Hierophant of Zardulu the Mythmaker. Image courtesy of the artist and TRANSFER

But like much of Zardulu’s handiwork, the sea creature wasn’t just an attempt to shock people. She explained to me over Twitter that the piece, “Ketos Troias,” is actually based on an Ancient Greek myth, a recreation of the sea creature Ketos, who Heracles slices open with a fish hook. And what better place to showcase the work than in a region already plagued by legends of its own sea monster?

“Darien is the home of a great American legend of the Altamaha-ha, I wanted to breathe some new life into and incorporate it into my larger narrative,” the artist told me. “The slaying of the Ketos Troias is symbolic of a triumph over the frightening creatures in both the ocean of my unconscious, of yours, of all of ours. That’s why it was such a compelling story.”

Next month the piece will be on view at TRANSFER gallery’s Triconis Aeternis: Rites and Mysteries, Zardulu’s first solo exhibition where she plans to bring elements of her self-made “myths” out from behind the camera and into storefronts on Canal Street in Manhattan. Along with “Ketos Troias,” the artist told me she’s showing “several items that were used to create myths,” along with paintings, illustrations, and text that “create a broader narrative.” The gallery is also publishing a book of the artist’s paintings and writings, which shares the show’s name.

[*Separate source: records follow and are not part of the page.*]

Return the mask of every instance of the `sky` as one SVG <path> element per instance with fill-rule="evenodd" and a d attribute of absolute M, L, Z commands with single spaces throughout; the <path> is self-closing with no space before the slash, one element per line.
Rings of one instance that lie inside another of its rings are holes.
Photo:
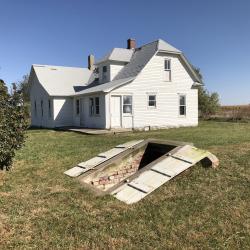
<path fill-rule="evenodd" d="M 221 104 L 250 103 L 250 0 L 0 0 L 0 79 L 32 64 L 86 67 L 128 38 L 167 41 Z"/>

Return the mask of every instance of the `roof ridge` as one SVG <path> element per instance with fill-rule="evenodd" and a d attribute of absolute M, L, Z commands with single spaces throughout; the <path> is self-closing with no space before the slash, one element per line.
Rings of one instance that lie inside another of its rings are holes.
<path fill-rule="evenodd" d="M 71 69 L 87 69 L 86 67 L 73 67 L 73 66 L 61 66 L 61 65 L 48 65 L 48 64 L 32 64 L 33 67 L 58 67 L 58 68 L 71 68 Z"/>
<path fill-rule="evenodd" d="M 151 43 L 155 43 L 155 42 L 158 42 L 158 41 L 159 41 L 159 39 L 158 39 L 158 40 L 154 40 L 154 41 L 149 42 L 149 43 L 145 43 L 145 44 L 141 45 L 140 47 L 138 47 L 138 48 L 136 48 L 136 49 L 139 49 L 139 48 L 141 48 L 141 47 L 148 46 L 148 45 L 150 45 Z"/>

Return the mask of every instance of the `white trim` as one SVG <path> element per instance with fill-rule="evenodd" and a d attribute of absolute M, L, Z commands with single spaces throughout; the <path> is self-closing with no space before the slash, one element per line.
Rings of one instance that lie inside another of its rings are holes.
<path fill-rule="evenodd" d="M 155 105 L 149 106 L 149 96 L 155 96 Z M 157 109 L 157 94 L 156 93 L 147 93 L 147 109 L 155 110 Z"/>
<path fill-rule="evenodd" d="M 180 105 L 180 97 L 185 96 L 185 105 Z M 180 107 L 185 107 L 185 114 L 180 114 Z M 179 118 L 186 118 L 187 117 L 187 94 L 185 93 L 178 93 L 178 117 Z"/>

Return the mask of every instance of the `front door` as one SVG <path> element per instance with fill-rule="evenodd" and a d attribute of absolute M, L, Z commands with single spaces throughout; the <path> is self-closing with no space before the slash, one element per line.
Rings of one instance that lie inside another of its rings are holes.
<path fill-rule="evenodd" d="M 111 128 L 121 127 L 121 96 L 111 96 Z"/>

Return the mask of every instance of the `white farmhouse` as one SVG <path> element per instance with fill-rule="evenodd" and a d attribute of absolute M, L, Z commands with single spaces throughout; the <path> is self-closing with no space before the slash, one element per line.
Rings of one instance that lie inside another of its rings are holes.
<path fill-rule="evenodd" d="M 165 41 L 114 48 L 88 68 L 32 65 L 31 125 L 167 128 L 198 125 L 201 83 L 182 52 Z"/>

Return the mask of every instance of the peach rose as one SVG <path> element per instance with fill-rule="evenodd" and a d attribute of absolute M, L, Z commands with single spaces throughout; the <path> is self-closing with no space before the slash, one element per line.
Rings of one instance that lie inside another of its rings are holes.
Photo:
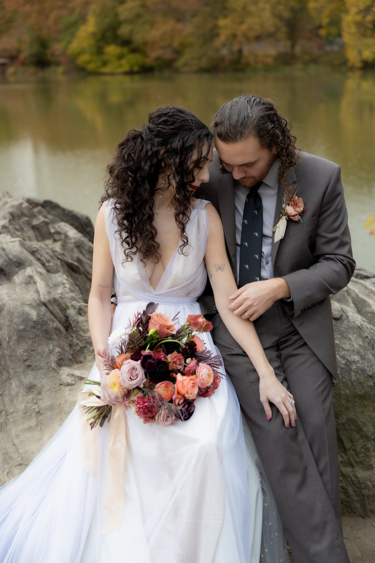
<path fill-rule="evenodd" d="M 124 361 L 126 360 L 130 360 L 130 355 L 129 354 L 120 354 L 118 356 L 116 356 L 116 362 L 115 363 L 115 367 L 117 368 L 118 369 L 120 369 Z"/>
<path fill-rule="evenodd" d="M 148 321 L 147 329 L 148 332 L 153 328 L 157 330 L 159 336 L 162 338 L 165 336 L 169 336 L 169 334 L 175 334 L 176 333 L 176 327 L 172 319 L 166 315 L 163 315 L 162 313 L 151 314 Z"/>
<path fill-rule="evenodd" d="M 178 394 L 182 395 L 186 399 L 192 401 L 196 397 L 199 388 L 197 383 L 197 376 L 191 376 L 189 377 L 187 377 L 186 376 L 182 376 L 180 373 L 178 373 L 174 387 L 175 395 Z"/>
<path fill-rule="evenodd" d="M 189 315 L 186 322 L 188 323 L 193 330 L 201 332 L 206 325 L 206 319 L 203 315 Z"/>
<path fill-rule="evenodd" d="M 293 205 L 286 205 L 284 208 L 285 212 L 288 214 L 290 219 L 293 221 L 298 221 L 300 217 L 300 212 L 296 211 Z"/>
<path fill-rule="evenodd" d="M 296 195 L 293 195 L 290 203 L 295 211 L 301 213 L 304 211 L 305 204 L 302 198 L 297 198 Z"/>
<path fill-rule="evenodd" d="M 173 352 L 172 354 L 170 354 L 168 356 L 168 361 L 169 369 L 175 372 L 182 369 L 185 363 L 183 356 L 182 354 L 179 354 L 178 352 Z"/>
<path fill-rule="evenodd" d="M 170 381 L 161 381 L 155 386 L 155 391 L 164 401 L 168 402 L 174 393 L 174 385 Z"/>
<path fill-rule="evenodd" d="M 207 364 L 200 364 L 196 373 L 200 387 L 208 387 L 214 381 L 214 371 Z"/>
<path fill-rule="evenodd" d="M 122 397 L 126 392 L 127 389 L 120 381 L 120 372 L 118 369 L 114 369 L 108 374 L 107 383 L 112 392 L 116 397 Z"/>
<path fill-rule="evenodd" d="M 194 358 L 193 360 L 191 360 L 191 361 L 189 361 L 189 359 L 190 358 L 188 358 L 188 359 L 186 360 L 187 362 L 189 363 L 184 370 L 184 373 L 185 374 L 186 376 L 192 375 L 193 373 L 194 373 L 196 368 L 198 366 L 198 362 L 197 361 L 195 358 Z"/>
<path fill-rule="evenodd" d="M 206 346 L 204 345 L 198 336 L 195 336 L 193 338 L 191 338 L 190 339 L 191 341 L 192 340 L 193 342 L 195 342 L 197 346 L 197 352 L 202 352 L 203 350 L 206 350 Z"/>

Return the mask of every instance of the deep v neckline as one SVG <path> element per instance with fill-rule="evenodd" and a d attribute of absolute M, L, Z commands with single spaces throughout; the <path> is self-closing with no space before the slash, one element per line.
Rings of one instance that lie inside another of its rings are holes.
<path fill-rule="evenodd" d="M 178 249 L 179 248 L 180 244 L 181 244 L 181 237 L 180 236 L 179 239 L 178 239 L 178 244 L 177 245 L 177 248 L 174 251 L 172 256 L 170 257 L 169 261 L 165 266 L 164 269 L 164 271 L 162 272 L 160 279 L 156 284 L 155 289 L 152 287 L 151 283 L 150 283 L 150 278 L 148 278 L 147 274 L 146 274 L 146 267 L 142 264 L 141 258 L 139 258 L 139 254 L 137 254 L 137 264 L 138 267 L 138 270 L 139 271 L 139 275 L 143 277 L 144 281 L 146 282 L 146 283 L 148 285 L 148 287 L 150 288 L 150 289 L 151 290 L 151 292 L 152 292 L 153 293 L 156 293 L 159 290 L 159 285 L 160 285 L 162 282 L 164 281 L 164 279 L 166 278 L 167 272 L 168 272 L 168 275 L 169 275 L 169 274 L 170 273 L 170 271 L 173 269 L 173 263 L 175 261 L 176 255 L 177 254 L 177 252 L 178 252 Z"/>

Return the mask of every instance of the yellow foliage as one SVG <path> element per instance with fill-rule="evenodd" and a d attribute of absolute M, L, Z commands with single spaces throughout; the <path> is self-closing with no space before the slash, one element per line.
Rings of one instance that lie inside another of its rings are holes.
<path fill-rule="evenodd" d="M 375 62 L 375 0 L 345 0 L 342 38 L 350 66 Z"/>
<path fill-rule="evenodd" d="M 375 216 L 373 213 L 372 215 L 369 215 L 366 219 L 364 224 L 364 228 L 368 229 L 369 227 L 371 227 L 373 225 L 375 225 Z"/>

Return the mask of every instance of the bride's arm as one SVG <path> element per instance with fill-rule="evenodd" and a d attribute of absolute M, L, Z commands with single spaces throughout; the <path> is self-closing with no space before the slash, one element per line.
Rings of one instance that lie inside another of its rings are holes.
<path fill-rule="evenodd" d="M 103 377 L 100 358 L 97 355 L 98 350 L 108 350 L 108 335 L 111 323 L 111 294 L 114 265 L 104 221 L 106 207 L 105 204 L 102 205 L 95 222 L 92 281 L 88 300 L 89 327 L 95 351 L 96 365 L 100 372 L 102 399 L 104 400 L 107 400 L 108 395 L 114 399 L 106 385 L 106 378 Z M 112 401 L 108 400 L 108 402 Z"/>
<path fill-rule="evenodd" d="M 214 291 L 215 303 L 227 328 L 247 354 L 259 376 L 259 392 L 267 418 L 272 412 L 269 401 L 273 403 L 283 415 L 285 426 L 295 426 L 295 410 L 289 401 L 292 395 L 280 383 L 270 365 L 262 348 L 253 323 L 236 316 L 229 308 L 229 296 L 237 291 L 237 285 L 229 264 L 225 249 L 223 226 L 219 215 L 210 204 L 209 214 L 210 230 L 207 240 L 205 262 Z"/>

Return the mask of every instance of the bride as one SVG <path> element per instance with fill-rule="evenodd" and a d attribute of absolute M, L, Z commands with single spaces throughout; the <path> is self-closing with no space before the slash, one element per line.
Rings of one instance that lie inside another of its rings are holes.
<path fill-rule="evenodd" d="M 150 301 L 183 323 L 199 314 L 209 273 L 218 310 L 259 375 L 268 400 L 295 412 L 252 323 L 228 307 L 237 289 L 220 218 L 193 197 L 209 180 L 209 130 L 183 108 L 152 111 L 118 145 L 95 225 L 89 300 L 94 349 Z M 111 315 L 112 281 L 118 299 Z M 201 336 L 215 349 L 209 333 Z M 89 378 L 114 396 L 97 357 Z M 110 425 L 98 427 L 97 467 L 85 471 L 78 406 L 25 471 L 0 489 L 2 563 L 277 563 L 284 561 L 274 501 L 228 379 L 198 397 L 187 421 L 144 425 L 126 410 L 125 500 L 103 530 Z M 85 421 L 84 421 L 85 423 Z M 245 446 L 246 441 L 246 446 Z M 282 486 L 281 483 L 280 486 Z M 112 491 L 116 498 L 121 491 Z M 103 533 L 103 531 L 105 533 Z"/>

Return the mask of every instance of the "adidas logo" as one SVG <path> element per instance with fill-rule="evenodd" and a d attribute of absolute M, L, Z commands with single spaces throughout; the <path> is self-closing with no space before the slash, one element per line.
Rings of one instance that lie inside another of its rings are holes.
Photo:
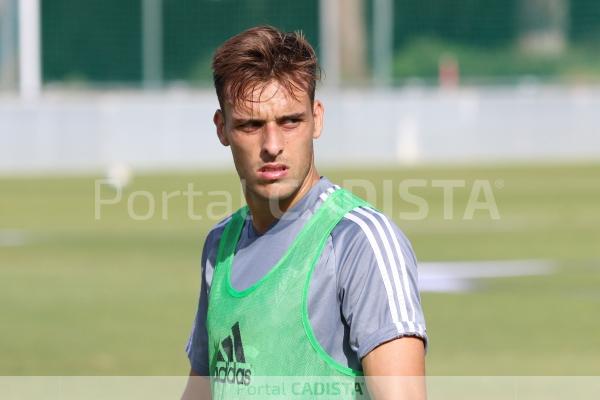
<path fill-rule="evenodd" d="M 238 385 L 250 384 L 252 370 L 246 365 L 239 322 L 231 327 L 231 335 L 221 341 L 216 361 L 216 381 Z"/>

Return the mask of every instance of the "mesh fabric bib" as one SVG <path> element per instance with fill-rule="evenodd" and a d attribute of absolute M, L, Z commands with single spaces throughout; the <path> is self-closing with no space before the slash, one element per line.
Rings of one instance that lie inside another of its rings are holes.
<path fill-rule="evenodd" d="M 260 398 L 257 390 L 276 381 L 291 398 L 366 395 L 357 383 L 361 372 L 338 363 L 317 342 L 307 306 L 310 278 L 329 234 L 346 213 L 364 205 L 344 189 L 331 193 L 277 264 L 242 291 L 231 285 L 231 267 L 248 208 L 232 215 L 219 243 L 208 303 L 214 399 Z M 303 384 L 283 377 L 312 380 Z"/>

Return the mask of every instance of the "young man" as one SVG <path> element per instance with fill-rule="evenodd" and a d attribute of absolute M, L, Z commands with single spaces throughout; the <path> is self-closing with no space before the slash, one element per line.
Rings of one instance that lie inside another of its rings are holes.
<path fill-rule="evenodd" d="M 231 148 L 247 207 L 206 239 L 190 375 L 214 377 L 224 397 L 260 376 L 424 375 L 410 243 L 317 172 L 324 108 L 310 44 L 252 28 L 216 51 L 213 72 L 217 136 Z M 184 398 L 209 398 L 205 380 L 191 382 Z M 403 393 L 424 396 L 418 385 Z"/>

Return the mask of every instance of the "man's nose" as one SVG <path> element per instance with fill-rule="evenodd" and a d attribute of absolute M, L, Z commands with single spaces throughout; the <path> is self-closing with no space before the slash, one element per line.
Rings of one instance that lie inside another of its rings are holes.
<path fill-rule="evenodd" d="M 277 123 L 269 122 L 263 129 L 261 153 L 268 159 L 274 159 L 283 152 L 283 136 Z"/>

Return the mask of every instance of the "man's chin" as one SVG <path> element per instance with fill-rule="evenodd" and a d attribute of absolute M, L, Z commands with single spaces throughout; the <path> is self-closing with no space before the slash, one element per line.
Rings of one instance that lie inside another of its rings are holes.
<path fill-rule="evenodd" d="M 269 202 L 281 202 L 292 197 L 298 190 L 298 187 L 283 181 L 259 182 L 253 192 L 261 200 Z"/>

“These pieces are all crucibles, ritual adventures, I am living out in the real world, in the broadened conceptual space created by the internet and viral media,” she explained. “Deep down… we don’t care about the truth. We want myth. We want our feelings and emotions to be represented in symbolic forms. That’s why we gravitate to these viral stories, videos and images,” she added.

Zardulu the Mythmaker “Gugalanna” (2018), courtesy of the artist and TRANSFER

Often Zardulu’s work uses real or taxidermied animals and is carried out by actors, filmed, seen by unsuspecting witnesses, and then shared online or with media organizations. But the evasive artist, who hasn’t revealed her true identity and usually wears a bearded mask in public, has only recently been claiming credit for her elaborate dupes.

During Miami’s Art Basel, news sites picked up a video of a man who found an iguana emerging from his toilet. The New York Times reported shortly after that it was actually Zardulu’s creation titled “The Usurpation of Ouranos,” based on a myth about Ouranos, a god who imprisoned his children in the underworld, only to have his son Kronos castrate him and usurp the throne. The piece wasn’t officially submitted to the art festival, but the Times called it “one of the most widely viewed pieces during Miami Art Week.”

With Triconis Aeternis: Rites and Mysteries, Zardulu will lift the shroud of secrecy (if only slightly) that surrounds much of her work and bring her shadowy persona out into the public space. She told me she plans to be at the show, and that along with pieces from viral stories people may recognize, “you may see several pieces you had yet to know were mine.”

Triconis Aeternis: Rites and Mysteries is on view at On Canal, between Broadway and West Broadway on Canal Street in New York City, October 4 through November 1.